Он садится в свое кресло из утрехтского бархата – мессир Блазиус, подбородок в брыжи из тонкого кружева, как дичь на фаянсовом блюде, приготовленная поваром.

Он садится перед своей кассой, считать свои полуфлорины; я, бедный лейденский ученик, в рваном колпаке и дырявых штанах, стою перед ним на одной ноге, как журавль на свае.

Вот монетные весы вылезают из лакированного ящичка с причудливыми китайскими фигурами, словно паук, который, вобрав свои длинные лапы, прятался в тюльпане, переливающемся тысячами красок.

Глядя на вытянутую физиономию хозяина, его дрожащие костлявые пальцы, перебирающие золотые монеты, можно подумать, что это вор, пойманный за кражи и дулом пистолета, приставленного к горлу, вынужденный отдать богу то, что он захватил с помощью дьявола.

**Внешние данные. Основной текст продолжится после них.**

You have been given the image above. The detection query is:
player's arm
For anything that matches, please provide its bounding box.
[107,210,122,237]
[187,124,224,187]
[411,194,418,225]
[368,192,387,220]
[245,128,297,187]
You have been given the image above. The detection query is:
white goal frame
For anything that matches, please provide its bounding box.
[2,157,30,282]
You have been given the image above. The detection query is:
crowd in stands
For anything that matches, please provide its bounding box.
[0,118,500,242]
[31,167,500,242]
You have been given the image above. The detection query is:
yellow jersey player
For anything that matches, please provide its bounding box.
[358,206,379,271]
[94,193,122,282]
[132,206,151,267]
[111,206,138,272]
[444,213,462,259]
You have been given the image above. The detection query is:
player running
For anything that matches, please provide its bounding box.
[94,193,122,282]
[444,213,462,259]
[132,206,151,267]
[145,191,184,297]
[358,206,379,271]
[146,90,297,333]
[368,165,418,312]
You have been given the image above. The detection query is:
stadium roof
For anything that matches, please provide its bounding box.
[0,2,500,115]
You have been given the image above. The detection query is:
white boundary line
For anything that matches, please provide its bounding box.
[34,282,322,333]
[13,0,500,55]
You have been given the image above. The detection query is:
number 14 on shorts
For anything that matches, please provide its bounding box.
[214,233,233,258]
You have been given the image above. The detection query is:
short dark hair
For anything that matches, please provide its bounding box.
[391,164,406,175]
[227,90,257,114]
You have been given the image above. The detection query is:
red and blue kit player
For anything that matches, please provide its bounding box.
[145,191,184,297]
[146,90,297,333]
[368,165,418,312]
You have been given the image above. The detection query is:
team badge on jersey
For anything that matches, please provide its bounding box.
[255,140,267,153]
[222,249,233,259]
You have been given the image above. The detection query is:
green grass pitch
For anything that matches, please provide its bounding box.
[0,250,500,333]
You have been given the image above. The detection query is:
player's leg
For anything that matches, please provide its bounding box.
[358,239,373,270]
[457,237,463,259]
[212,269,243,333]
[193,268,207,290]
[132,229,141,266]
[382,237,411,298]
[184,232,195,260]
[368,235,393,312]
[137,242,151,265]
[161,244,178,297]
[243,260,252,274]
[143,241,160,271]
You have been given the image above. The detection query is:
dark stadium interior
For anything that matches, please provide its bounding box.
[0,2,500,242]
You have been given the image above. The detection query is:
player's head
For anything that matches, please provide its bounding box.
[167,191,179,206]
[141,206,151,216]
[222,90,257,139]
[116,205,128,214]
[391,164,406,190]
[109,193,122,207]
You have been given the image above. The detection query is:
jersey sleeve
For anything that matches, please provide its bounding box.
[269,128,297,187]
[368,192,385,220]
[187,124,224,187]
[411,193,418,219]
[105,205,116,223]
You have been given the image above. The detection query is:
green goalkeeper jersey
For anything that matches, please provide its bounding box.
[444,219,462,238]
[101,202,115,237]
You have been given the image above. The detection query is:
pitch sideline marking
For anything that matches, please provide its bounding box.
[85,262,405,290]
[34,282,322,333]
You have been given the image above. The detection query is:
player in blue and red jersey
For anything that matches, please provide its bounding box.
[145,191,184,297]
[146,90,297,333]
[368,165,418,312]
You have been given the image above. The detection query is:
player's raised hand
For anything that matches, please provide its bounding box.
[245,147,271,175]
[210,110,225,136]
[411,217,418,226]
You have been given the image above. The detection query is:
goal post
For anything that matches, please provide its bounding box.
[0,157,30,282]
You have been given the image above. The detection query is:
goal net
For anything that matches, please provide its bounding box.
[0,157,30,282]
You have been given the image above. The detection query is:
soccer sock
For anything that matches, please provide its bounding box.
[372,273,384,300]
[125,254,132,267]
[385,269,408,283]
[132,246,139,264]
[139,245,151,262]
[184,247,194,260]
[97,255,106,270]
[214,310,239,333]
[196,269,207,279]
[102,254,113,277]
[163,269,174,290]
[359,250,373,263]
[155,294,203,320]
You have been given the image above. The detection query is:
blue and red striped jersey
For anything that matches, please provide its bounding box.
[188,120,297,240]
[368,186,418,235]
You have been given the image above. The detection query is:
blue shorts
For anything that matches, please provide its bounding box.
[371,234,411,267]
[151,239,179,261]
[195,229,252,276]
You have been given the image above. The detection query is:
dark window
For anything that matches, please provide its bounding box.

Мой флорин, который ты с недоверием рассматриваешь в лупу, менее подозрителен и нечист, чем твой маленький серый глаз, дымящийся, как плохо затушенный светильник.

Весы спрятались в свой лакированный ящик с блестящими китайскими фигурками, мессир Блазиус приподнялся в своем кресле из утрехтского бархата, и я, кланяясь до земли, ухожу, пятясь задом, – бедный лейденский ученик в рваных чулках и башмаках.